Quote from the very first sentence under in the very first paragraph under causes before anything of light is mentioned on the entire subject in that article. 

"Nutrients encourage the growth of blue–green algae. The process of nutrient enrichment in a waterway is called eutrophication. The main nutrients contributing to eutrophication are *phosphorus *and nitrogen." 
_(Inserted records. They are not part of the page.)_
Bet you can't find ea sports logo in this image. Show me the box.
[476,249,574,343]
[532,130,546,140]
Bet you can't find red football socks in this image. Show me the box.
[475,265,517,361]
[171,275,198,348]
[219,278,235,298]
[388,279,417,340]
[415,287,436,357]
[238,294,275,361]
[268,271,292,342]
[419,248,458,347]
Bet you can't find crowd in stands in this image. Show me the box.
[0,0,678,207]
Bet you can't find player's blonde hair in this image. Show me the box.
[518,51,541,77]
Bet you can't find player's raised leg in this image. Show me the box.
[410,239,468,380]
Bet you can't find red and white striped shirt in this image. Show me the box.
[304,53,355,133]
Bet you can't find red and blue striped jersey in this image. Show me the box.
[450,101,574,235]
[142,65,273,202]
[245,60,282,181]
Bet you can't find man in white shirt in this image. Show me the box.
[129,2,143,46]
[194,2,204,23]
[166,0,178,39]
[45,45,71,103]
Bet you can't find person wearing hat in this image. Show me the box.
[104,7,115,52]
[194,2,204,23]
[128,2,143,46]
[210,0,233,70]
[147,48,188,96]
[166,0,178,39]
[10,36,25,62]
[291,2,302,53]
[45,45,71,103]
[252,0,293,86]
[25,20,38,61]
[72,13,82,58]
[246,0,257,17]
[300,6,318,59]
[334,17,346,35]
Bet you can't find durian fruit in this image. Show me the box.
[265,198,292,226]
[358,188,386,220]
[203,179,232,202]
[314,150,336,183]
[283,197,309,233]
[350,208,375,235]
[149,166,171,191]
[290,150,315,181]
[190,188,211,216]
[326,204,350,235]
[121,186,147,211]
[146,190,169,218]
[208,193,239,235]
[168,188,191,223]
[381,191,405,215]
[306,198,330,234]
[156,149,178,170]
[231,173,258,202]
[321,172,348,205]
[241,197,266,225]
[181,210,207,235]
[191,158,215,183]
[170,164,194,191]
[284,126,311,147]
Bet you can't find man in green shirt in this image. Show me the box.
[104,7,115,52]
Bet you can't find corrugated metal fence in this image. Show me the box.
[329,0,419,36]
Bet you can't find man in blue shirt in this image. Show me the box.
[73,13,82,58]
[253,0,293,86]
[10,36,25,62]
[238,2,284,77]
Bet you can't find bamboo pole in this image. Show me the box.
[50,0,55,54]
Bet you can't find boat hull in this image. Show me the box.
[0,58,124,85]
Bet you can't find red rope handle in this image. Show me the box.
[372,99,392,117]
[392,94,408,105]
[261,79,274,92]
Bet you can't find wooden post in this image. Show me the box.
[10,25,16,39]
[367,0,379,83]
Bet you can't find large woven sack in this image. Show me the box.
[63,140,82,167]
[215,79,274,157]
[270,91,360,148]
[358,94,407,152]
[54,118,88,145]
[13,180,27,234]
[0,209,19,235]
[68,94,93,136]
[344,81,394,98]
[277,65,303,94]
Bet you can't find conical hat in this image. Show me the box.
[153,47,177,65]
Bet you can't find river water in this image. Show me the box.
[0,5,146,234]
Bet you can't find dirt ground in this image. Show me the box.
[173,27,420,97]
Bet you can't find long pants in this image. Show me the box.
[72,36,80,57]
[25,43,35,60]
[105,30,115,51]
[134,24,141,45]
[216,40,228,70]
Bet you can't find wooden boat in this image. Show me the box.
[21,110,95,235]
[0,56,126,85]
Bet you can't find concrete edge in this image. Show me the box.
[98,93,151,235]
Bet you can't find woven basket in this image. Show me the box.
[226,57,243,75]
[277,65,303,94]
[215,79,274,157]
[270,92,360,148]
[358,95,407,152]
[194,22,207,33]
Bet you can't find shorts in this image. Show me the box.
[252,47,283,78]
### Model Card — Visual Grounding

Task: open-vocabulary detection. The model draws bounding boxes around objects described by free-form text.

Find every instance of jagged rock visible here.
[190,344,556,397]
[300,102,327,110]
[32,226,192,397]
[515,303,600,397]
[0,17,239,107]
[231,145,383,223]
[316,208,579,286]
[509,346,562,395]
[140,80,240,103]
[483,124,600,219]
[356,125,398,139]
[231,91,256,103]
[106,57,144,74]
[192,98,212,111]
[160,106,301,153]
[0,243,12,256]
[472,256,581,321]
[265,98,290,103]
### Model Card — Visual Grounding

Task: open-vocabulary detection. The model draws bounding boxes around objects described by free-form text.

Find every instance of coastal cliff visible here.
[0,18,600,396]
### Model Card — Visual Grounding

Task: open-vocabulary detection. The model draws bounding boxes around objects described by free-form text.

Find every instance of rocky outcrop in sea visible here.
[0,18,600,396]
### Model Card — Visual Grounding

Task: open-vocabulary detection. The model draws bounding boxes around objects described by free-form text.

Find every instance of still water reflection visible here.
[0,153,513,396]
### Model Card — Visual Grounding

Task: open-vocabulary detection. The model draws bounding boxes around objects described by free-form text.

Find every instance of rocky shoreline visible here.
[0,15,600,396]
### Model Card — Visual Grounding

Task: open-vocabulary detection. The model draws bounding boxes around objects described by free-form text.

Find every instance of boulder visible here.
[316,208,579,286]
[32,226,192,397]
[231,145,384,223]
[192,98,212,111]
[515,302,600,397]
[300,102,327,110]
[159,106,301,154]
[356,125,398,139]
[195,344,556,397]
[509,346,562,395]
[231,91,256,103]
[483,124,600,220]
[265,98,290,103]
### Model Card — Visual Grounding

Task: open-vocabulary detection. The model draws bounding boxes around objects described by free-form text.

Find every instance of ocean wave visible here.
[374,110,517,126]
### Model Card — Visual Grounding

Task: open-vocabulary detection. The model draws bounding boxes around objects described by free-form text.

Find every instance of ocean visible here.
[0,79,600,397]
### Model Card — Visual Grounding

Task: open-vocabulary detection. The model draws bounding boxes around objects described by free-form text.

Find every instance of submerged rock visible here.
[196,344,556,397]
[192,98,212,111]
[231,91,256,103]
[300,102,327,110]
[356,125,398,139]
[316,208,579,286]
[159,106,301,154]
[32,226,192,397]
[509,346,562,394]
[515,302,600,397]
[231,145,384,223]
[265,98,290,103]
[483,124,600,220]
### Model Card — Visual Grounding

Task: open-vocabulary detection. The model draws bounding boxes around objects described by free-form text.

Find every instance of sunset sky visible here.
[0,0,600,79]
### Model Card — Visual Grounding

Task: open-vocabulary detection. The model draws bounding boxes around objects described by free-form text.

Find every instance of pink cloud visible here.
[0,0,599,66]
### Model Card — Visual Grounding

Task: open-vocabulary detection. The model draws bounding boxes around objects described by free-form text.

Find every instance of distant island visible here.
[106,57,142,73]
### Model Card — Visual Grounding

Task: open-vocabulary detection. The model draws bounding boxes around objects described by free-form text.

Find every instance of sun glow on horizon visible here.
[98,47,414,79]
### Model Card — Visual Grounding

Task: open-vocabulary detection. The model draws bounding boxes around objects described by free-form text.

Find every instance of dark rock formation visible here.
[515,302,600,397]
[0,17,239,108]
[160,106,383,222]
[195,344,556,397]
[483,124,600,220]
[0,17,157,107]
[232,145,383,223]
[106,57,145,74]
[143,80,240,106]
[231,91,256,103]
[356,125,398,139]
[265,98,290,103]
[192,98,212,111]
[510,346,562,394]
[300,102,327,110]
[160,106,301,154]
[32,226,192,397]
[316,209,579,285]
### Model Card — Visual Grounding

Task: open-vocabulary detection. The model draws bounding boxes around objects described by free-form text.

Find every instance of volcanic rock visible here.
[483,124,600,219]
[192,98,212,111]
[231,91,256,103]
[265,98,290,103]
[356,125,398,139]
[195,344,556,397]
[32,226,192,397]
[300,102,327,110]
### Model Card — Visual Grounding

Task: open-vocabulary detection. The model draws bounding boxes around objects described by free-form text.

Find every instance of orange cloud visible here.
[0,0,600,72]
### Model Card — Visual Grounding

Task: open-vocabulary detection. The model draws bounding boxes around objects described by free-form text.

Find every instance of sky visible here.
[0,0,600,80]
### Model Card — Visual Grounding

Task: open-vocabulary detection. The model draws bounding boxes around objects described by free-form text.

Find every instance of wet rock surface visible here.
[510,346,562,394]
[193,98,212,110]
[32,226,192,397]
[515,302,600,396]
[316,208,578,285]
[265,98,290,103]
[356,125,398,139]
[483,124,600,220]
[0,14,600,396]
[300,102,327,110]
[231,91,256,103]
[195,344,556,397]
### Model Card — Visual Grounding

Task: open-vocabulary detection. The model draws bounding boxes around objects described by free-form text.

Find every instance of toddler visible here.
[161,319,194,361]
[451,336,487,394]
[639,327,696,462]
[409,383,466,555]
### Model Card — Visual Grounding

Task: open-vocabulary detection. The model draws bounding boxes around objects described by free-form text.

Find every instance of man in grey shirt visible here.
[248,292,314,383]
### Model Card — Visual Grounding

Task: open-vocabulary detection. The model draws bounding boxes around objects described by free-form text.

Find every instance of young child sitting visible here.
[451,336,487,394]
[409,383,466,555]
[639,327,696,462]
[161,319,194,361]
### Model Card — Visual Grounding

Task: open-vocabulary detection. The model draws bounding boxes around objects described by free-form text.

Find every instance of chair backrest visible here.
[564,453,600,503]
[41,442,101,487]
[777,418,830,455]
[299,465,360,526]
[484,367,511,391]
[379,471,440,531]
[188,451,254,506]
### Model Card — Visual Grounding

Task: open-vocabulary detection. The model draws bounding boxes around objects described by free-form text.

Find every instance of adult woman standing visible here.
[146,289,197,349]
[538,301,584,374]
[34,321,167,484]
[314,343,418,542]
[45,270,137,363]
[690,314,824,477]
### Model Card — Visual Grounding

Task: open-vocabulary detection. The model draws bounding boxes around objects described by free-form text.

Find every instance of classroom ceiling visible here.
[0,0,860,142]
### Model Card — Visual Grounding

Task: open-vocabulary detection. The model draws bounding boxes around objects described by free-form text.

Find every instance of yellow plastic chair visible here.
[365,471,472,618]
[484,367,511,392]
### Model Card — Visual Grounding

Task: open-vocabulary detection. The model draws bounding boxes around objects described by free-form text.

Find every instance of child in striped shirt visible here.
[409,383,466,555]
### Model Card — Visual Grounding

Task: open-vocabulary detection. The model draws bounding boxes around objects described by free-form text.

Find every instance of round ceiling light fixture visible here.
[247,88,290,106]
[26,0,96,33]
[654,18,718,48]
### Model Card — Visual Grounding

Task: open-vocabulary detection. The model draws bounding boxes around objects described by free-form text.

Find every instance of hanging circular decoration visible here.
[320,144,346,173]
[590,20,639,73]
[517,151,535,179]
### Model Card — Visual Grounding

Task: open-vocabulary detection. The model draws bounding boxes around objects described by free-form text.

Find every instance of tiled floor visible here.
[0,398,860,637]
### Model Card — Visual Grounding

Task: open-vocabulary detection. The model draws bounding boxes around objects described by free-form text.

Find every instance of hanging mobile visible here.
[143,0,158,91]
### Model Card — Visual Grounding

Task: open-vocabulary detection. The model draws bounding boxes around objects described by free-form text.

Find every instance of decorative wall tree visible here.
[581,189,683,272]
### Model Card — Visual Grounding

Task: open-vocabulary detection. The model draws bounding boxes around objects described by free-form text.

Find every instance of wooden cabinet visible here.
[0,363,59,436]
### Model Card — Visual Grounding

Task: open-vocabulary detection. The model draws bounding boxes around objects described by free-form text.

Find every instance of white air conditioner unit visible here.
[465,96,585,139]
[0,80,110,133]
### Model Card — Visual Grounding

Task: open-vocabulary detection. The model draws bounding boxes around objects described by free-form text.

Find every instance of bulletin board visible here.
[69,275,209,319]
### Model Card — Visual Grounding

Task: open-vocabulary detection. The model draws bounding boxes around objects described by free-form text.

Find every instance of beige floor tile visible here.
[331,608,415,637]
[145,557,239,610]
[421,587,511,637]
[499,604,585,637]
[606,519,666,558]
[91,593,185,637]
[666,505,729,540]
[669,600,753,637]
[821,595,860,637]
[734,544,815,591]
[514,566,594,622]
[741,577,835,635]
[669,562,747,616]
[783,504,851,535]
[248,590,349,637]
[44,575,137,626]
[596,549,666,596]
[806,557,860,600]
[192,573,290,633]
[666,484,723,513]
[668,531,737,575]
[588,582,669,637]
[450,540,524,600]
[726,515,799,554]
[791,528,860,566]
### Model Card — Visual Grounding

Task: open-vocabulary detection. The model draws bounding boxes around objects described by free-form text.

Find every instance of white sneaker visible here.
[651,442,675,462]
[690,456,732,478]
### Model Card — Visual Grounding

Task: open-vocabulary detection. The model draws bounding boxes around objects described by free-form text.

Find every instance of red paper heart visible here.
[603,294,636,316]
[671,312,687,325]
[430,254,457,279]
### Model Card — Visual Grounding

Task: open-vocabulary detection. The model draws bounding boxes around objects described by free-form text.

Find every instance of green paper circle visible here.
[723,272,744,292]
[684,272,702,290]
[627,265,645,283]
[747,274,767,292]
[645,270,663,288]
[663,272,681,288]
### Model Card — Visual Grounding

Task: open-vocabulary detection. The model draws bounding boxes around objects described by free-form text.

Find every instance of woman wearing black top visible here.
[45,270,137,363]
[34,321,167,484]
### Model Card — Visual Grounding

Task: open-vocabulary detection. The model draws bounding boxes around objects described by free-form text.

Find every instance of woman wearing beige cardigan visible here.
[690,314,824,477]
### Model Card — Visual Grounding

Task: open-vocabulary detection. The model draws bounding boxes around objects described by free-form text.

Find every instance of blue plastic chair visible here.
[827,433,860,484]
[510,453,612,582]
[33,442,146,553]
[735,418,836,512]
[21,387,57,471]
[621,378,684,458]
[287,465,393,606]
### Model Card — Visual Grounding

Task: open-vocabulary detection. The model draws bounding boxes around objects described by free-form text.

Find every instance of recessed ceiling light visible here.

I'm not arguing with you just trying for you to see the correct factual direction/light as well. If you can try to prove your facts to me then surely I'm allowed to rebulte and provide links and documention proving you are incorrect no ?


----------



## Complexity (Jan 30, 2008)

Retroactive said:


> http://www.water.nsw.gov.au/Water-Management/Water-quality/Algal-information/What-causes-algal-blooms/What-causes-algal-blooms/default.aspx


Very interesting link. It offers a number of elements that encourage and discourage the growth of BGA:

Encourage:

Nutrients – phosphorus and nitrogen are the main nutrients in run-off areas, especially in low oxygen situations. However, BGA is known to also occur in low nutrient conditions as well.
Warmer temperatures — 25°C (77°F) is optimal, giving BGA a competitive edge over other algae.
Light – intermittent exposure to high light intensities is optimal. BGA can adapt to a variety of light conditions.
Flow – BGA prefers low flow and minimal disturbance.
Discourage:

Cooler temperatures.
Light – long periods of high light intensity diminish BGA populations.
Turbidity left out because it seemed to not be a direct factor, but an indirect one that created other factors that encouraged or discouraged BGA growth (such as low turbidity allowed more light to shine through).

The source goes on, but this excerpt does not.